Instituto Juruá is a non-profit organization formed by conservationists and researchers in close partnership with community leaders and local associations, whose mission is to combine scientific research and traditional local knowledge to support positive initiatives of natural resources management in the Brazilian Amazon. Our aim is to align biodiversity conservation, food security, and the well-being of indigenous people and local communities. We believe that participation in the global ConservationNOW community is important to help us to spread our positive stories and to learn from the successful experiences of other organisations.

Optimism and positive conservation stories are what move and inspire us. Through community-based management, Instituto Juruá has helped recover populations of pirarucu (Arapaima gigas), the largest freshwater scale fish in the world, from the brink of extinction. Pirarucu populations in our focal area in the Médio Juruá have increased by 425% in just 11 years. Furthermore, this management programme is generating income for more than 200 rural families, increasing their food security, infrastructure, generating capacity-building opportunities and increasing the participation of women in income distribution and decision-making processes.

Instituto Juruá also works closely with local partners for the protection and monitoring of nesting grounds for freshwater turtles (Podocnemis spp.) on fluvial beaches along the Juruá River. As a result of this strategy, local communities have boosted the population recovery of the South American river turtle (P. expansa). For the protection of both lakes for pirarucu fisheries and beaches for turtle nesting, we support the training of locals to conduct population monitoring and work to improve conflict resolution between neighbouring communities and commercial fishers from urban centres.

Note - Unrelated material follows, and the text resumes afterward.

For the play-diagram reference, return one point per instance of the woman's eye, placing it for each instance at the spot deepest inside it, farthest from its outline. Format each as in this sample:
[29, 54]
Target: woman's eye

Instituto Juruá is guided by values that seek to empower people living in forest ecosystems to manage natural resources in order to bring benefits for both nature and people. Through these successful experiences and other positive conservation programmes currently under development, we hope to inspire the wider application of community-based management models backed by high-quality scientific research. We strongly believe that engaging in the ConservationNOW network will enable us to achieve this ambition.